Monster's new distribution center is located at 3817 Bay Lake Trail, within Las Vegas Corporate Center in North Las Vegas. CBRE broker Donna Alderson, who represented Monster, says the negotiated lease rate is a market rate for that size of a lease in the North Las Vegas submarket. "That is an extremely large tenant for our market," Alderson says. "That is why the lease rate was so competitive."

The Valley-wide vacancy rate for warehouse/distribution space ended the year at 4.4% (1.77 million sf) and the average triple-net asking rate for such space was about $0.63 per sf per month. With an asking rate in the low $0.50s per sf per month, North Las Vegas is the least expensive submarket in the region for warehouse/distribution space. Near McCarran International Airport at the south end of the Las Vegas Strip, the average triple-net asking rate for warehouse/distribution space is more than $1 per sf.

Speaking specifically about the warehouse/distribution market, Alderson says there continues to be a healthy supply and consistent demand. "Demand for the small, for-sale stuff has softened up quite a bit as lending requirements have tightened but the warehouse-distribution market has held up," she says. "Demand has softened up a little bit, but there is still solid activity in that product type."

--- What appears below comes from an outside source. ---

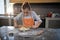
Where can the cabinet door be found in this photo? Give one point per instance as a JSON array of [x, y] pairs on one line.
[[34, 1]]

The overall Las Vegas industrial market expanded by seven million sf in 2007 to 96.4 million sf, according to Applied Analysis. Net absorption was 4.4 million sf. The 2.6-million-sf difference between supply and demand pushed up the average vacancy rate to 6% at the end of the year from 3.5% at the end of 2006. At the start of 2008, an additional 4.7 million sf was under construction. Manufacturing posted the lowest vacancy rate, at 4.5%, while Flex space posted the highest vacancy rate, 7.1%.

"As the overall economic climate continues to cool and residential development activity has reversed course from the highs reported two and three years ago, development opportunities in the industrial sector have emerged in force," says Applied Analysis principal Jeremy Aguero. "This is not to suggest an oversupply condition exists, but rather a more balanced mix of activity is likely to prevail, coming off a period of record low vacancies. We expect vacancies to remain below historical averages and settle in the mid to high single-digits in the coming year, while pricing for industrial product will not likely retreat."

ProLogis dramatically increased its ownership in the Las Vegas market and Nevada in general last year when in partnership with Lehman Bros. it acquired a 24.7-million-sf portfolio from Dermody Properties and CalSTRS for $1.8 billion. With more than 60% of the portfolio in Nevada, the deal instantly gave ProLogis a leading position in the state.

The deal included 12 million sf in the Reno area and four million sf in the Vegas area, including one million sf within Las Vegas Corporate Center, taking its ownership there to 2.5 million sf in 12 buildings. ProLogis says its only availability at Las Vegas Corporate Center is the remainder of the 500,000-sf building in which Monster Cable will be located.